Mesela yukarıdaki toplumsal karışıklıklar dışında ekonomik krizin Van esnafını esir aldığını biliyor musunuz? Van’ın yıllardır bir turizm atağı için yol gözlediğini biliyor musunuz? Depremin yaraladığı Van’ın birçok kesiminin susuz ve elektriksiz kabilecilik oynadığını biliyor musunuz? Toki ödemelerini yapamadığı gerekçesiyle kendi adına çıkan evini satmak zorunda olan onlarca şahsın olduğunu biliyor musunuz? Van sokaklarında onlarca sahipsiz çocuğun türlü cerbezelerle meşgul ettirildiğini biliyor musunuz?

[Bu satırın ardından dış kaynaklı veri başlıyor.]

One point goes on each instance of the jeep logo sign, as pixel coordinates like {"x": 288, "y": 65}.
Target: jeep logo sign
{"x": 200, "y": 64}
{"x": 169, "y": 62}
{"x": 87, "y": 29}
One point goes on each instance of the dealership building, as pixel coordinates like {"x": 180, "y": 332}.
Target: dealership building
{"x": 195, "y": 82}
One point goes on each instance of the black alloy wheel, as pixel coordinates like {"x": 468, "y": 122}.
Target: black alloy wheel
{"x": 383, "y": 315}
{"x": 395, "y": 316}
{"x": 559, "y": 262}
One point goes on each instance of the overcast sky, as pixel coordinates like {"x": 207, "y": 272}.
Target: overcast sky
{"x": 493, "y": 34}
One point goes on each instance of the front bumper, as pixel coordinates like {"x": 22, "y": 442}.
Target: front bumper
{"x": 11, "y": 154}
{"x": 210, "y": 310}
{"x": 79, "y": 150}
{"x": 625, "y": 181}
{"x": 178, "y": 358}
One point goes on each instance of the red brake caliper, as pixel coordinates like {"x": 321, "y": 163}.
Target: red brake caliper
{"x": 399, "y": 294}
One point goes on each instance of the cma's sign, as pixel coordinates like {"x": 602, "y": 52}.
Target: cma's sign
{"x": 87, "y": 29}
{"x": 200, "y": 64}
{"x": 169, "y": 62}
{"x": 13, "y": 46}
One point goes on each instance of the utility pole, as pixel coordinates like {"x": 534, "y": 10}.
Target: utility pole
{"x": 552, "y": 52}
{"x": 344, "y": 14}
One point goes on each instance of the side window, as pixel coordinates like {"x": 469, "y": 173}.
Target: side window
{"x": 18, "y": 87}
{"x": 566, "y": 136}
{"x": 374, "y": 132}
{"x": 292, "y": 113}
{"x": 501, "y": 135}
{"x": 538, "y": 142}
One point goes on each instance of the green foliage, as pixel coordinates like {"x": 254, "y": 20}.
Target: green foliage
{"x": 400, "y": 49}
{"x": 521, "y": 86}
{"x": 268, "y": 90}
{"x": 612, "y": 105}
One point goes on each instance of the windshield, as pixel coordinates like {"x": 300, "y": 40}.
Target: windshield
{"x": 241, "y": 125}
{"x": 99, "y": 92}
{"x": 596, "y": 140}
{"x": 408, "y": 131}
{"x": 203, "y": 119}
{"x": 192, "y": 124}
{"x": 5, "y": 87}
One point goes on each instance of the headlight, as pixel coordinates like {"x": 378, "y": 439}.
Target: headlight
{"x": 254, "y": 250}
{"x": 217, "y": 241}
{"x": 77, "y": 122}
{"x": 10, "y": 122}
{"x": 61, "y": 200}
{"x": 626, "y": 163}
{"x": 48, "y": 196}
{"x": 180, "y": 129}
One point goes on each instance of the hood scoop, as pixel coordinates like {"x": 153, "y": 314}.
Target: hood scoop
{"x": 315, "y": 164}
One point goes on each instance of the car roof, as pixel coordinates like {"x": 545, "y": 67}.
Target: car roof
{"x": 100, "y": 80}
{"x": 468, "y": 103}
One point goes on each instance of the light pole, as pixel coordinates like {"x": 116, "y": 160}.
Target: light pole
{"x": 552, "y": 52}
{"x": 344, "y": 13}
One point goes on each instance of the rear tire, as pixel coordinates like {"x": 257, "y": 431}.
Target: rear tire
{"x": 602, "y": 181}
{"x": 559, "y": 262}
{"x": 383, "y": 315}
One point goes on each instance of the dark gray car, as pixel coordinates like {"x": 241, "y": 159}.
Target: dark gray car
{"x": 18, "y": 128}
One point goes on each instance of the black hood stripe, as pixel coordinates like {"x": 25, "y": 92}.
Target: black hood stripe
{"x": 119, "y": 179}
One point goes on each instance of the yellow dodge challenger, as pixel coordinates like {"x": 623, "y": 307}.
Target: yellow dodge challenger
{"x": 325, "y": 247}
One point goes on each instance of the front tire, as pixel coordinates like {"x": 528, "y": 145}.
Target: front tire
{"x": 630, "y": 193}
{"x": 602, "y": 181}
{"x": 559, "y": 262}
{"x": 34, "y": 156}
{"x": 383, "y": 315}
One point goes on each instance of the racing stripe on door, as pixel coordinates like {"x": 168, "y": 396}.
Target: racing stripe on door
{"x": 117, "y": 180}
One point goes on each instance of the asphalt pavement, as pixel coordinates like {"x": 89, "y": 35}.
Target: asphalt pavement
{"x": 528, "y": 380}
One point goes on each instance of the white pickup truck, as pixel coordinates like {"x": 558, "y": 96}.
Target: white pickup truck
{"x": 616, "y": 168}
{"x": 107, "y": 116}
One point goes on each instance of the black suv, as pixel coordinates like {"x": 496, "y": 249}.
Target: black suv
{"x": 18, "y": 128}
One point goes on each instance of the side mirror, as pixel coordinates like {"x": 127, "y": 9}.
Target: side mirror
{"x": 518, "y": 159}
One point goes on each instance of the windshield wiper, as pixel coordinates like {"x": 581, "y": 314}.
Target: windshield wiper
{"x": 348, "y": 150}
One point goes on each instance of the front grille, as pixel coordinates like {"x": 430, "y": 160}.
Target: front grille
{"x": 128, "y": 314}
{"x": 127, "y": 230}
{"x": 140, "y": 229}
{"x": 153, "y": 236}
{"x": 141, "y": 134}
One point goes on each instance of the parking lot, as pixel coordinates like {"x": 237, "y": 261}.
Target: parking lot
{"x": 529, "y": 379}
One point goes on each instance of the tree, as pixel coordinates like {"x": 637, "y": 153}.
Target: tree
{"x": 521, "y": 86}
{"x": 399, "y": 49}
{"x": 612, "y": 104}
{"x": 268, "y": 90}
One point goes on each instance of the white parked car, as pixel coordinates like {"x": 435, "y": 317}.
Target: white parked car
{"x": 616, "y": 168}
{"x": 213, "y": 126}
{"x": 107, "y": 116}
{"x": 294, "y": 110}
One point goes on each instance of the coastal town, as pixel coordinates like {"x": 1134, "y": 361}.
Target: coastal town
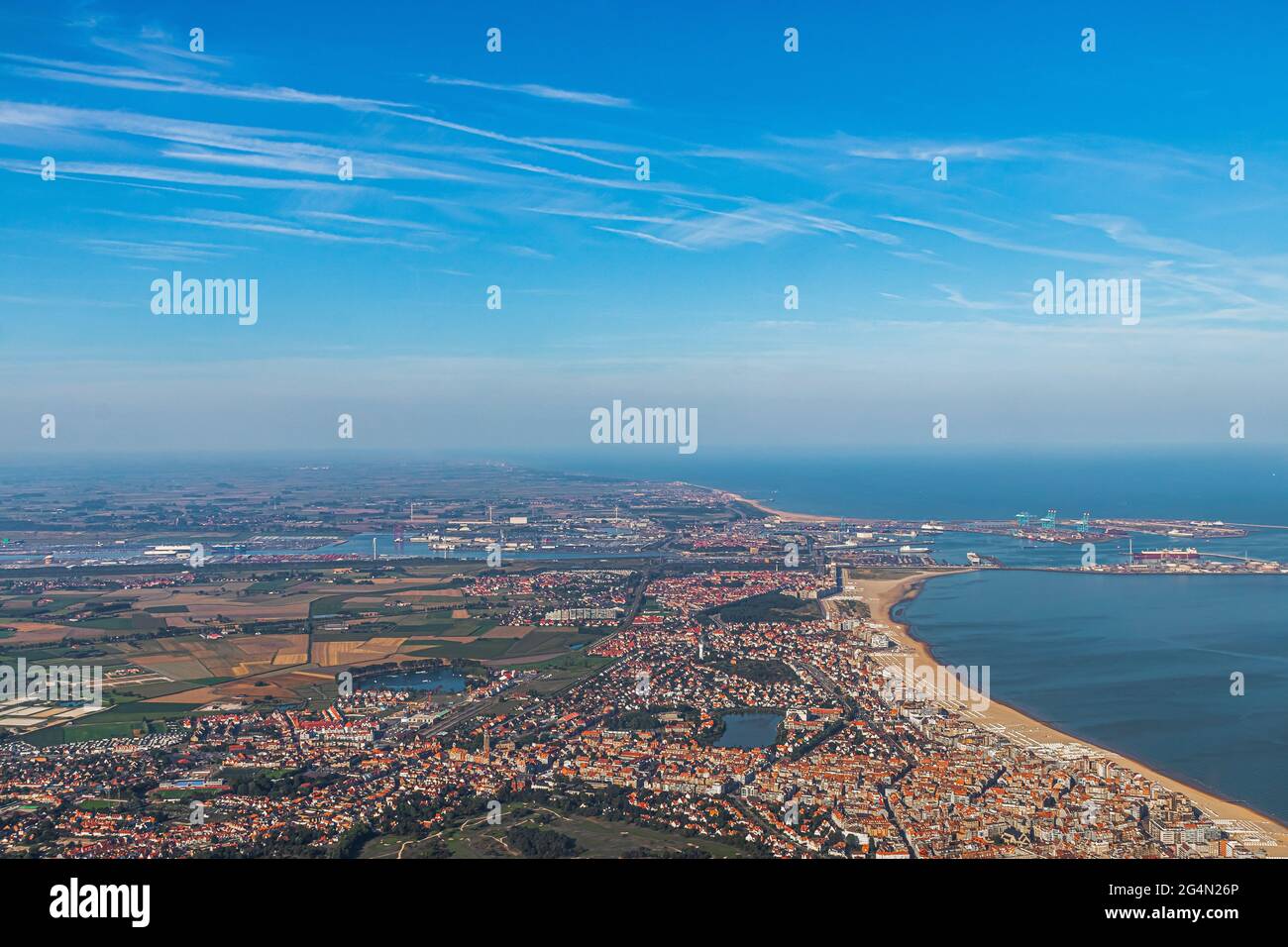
{"x": 743, "y": 693}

Sayın vekiller!

VAN’IN PROBLEMLERİ VAR BİLİYOR MUSUNUZ?

Van’da kocaman depremler var, Van’da depremleri özleyenler var, biliyor musunuz?

Tüm görevler vicdanidir. Vicdansızsanız alırsınız maaşınızı çatır çatır yersiniz, tek derdiniz meclis yoklamalarına katılmak olur. Vicdanlıysanız her kuruşun hakkını kendi halkınıza hesap vere vere ifa edersiniz.

Sokakları savaş alanına çevirenler kendilerine zarar vermediklerini düşünüyorlar ya, ne kadar aş peşinde olduğunuzu bilmeyen mi var? “İş iş iş” diye seslenmek yetmez, o işleri sağlayanları da ekonomik katkı yapanları da baş üstünde tutmak gerek ki hep beraber refah olsun.

Van’a her miting sonrası depremi yaşatmadan zevk almak da neyin nesi! Hala içimizde depremleri özleyenler var! Ama her enkazın altında kendi kardeşlerinin can çekiştiğinin farkında değiller!